Dopo la “sbornia” del 2020, come sta andando il commercio alimentare nel largo consumo confezionato (noto anche con la sigla Lcc che indica tutti i beni di consumo primario prodotti e confezionati)? La domanda se l’è posta Iri che a Tuttofood ha presentato una ricerca ad hoc relativa ai primi mesi dell’anno in corso. Primo risultato? La distribuzione si sta consolidando. Se lo scorso anno il mercato era stato caratterizzato da un aumento dei prezzi a causa della riduzione dell’attività promozionale, ora quest’ultima cresce e si avvicina ai livelli del 2019. Il tutto a fronte di vendite che hanno toccato, nell’anno in corso, i 58,8 miliardi di euro (progressivo aggiornato a settembre 2021).
Alimentari (ortofrutta) e bevande (alcolici) guidano le vendite
Andando più nello specifico, se il 2020 ha visto forti crescite di reparti generalmente poco performanti, come quello della Cura della casa, nel 2021 si assiste alla tenuta degli alimentari e delle bevande: +4,3% il progressivo 2021 a settembre delle vendite a volume e +3,6% a valore per i primi; +7,1% a volume e +8,6% a valore per la seconda categoria merceologica (che ha beneficiato sia del clima caldo estivo che del boom di alcune referenze come birra, aperitivi e liquori utilizzati per la preparazione dei cocktail). A livello di reparti merceologici, spicca quello del fresco: +6,6% a volume e +4,9% a valore con l’ortofrutta di IV e V gamma sugli scudi.
Per la distribuzione un fatturato aggiuntivo di 9 miliardi rispetto al 2019
Andamenti che, sommati, forniscono alla distribuzione moderna un fatturato aggiuntivo di 9 miliardi di fatturato (a fine agosto 2021 rispetto allo stesso periodo del 2019) derivante dalle performance di acquisto nel largo consumo confezionato. Di questo “gruzzolo” i formati caratterizzati dalla convenienza, dalla specializzazione e dall’attenzione al servizio sono riusciti a ottenere un vantaggio consistente. In perdita, con una quota del 10% delle spese per il largo consumo confezionato, gli ipermercati che lasciano sul terreno qualcosa come 608 milioni di euro di mancata spesa.

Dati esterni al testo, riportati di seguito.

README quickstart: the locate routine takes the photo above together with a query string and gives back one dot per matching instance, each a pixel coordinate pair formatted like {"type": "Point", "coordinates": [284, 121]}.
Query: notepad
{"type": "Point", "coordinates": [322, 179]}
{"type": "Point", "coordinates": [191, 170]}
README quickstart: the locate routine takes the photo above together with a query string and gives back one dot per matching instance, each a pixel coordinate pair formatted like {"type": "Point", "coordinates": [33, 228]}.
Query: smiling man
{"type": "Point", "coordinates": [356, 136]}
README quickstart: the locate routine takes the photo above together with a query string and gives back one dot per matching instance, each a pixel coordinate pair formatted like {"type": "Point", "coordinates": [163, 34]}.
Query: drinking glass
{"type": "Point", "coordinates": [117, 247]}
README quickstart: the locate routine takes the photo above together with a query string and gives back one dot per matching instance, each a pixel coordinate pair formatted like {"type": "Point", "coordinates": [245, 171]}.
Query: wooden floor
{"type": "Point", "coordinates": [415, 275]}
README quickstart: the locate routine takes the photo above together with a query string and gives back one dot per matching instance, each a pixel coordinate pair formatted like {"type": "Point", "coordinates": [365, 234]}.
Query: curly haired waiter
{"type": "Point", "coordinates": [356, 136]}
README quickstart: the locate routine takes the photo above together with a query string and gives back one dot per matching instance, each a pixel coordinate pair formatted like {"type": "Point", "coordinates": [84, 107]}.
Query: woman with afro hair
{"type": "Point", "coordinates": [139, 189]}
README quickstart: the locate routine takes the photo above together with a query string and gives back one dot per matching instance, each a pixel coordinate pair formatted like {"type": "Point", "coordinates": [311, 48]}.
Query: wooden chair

Diversamente, i supermercati, con una quota del 53,6% delle spese per il largo consumo confezionato, assorbono 4,5 miliardi di acquisti ma restano comunque in calo rispetto al 2019 (anche in questo caso raffronto con l'anno terminante ad agosto) del -0,4%. Se si allarga lo sguardo al periodo pre-pandemia, però, è il discount il vero campione dei consumi: +2% fra agosto 2021 (circa 3,1 miliardi di euro di spesa) rispetto ad agosto 2019.
La polarizzazione dei consumi
A distanza di quasi due anni dallo scoppio della pandemia, i dati Iri tracciano anche un processo di premiumizzazione (ossia di preferenza di acquisto per prodotti a maggiore valore) nelle tendenze di acquisto delle famiglie italiane: i prodotti di fascia super premium guadagnano lo 0,3% rispetto al 2019 mentre perdono il -0,8% i prodotti di più largo consumo. Ad avvantaggiarsene sono i prodotti a basso prezzo che ad agosto 2021 occupano una quota del 24,9% degli acquisti con un +0,4% sul 2019. Trasversale a queste dinamiche è la conferma di alcune preferenze come il prodotto 100% italiano, a basso contenuto di grassi e sale, senza lattosio o zucchero, biologico, integrale, vegetale.
L'italianità dei prodotti, un trend inarrestabile
Per quanto riguarda i prodotti 100% italiani, i dati Iri confermano che siamo di fronte a un trend ormai consolidato e inarrestabile. Se nel 2018 la loro crescita era del 4% per un valore di circa 3,1 miliardi di euro, nel 2020 il tasso di crescita è stato del +10,1% per un valore pari a 3,6 miliardi di euro. In questo segmento, i prodotti a denominazione d’origine hanno rappresentato sicuramente il driver principale con un tasso di crescita del +9,6% nel 2020 per un totale di 2,7 miliardi di euro.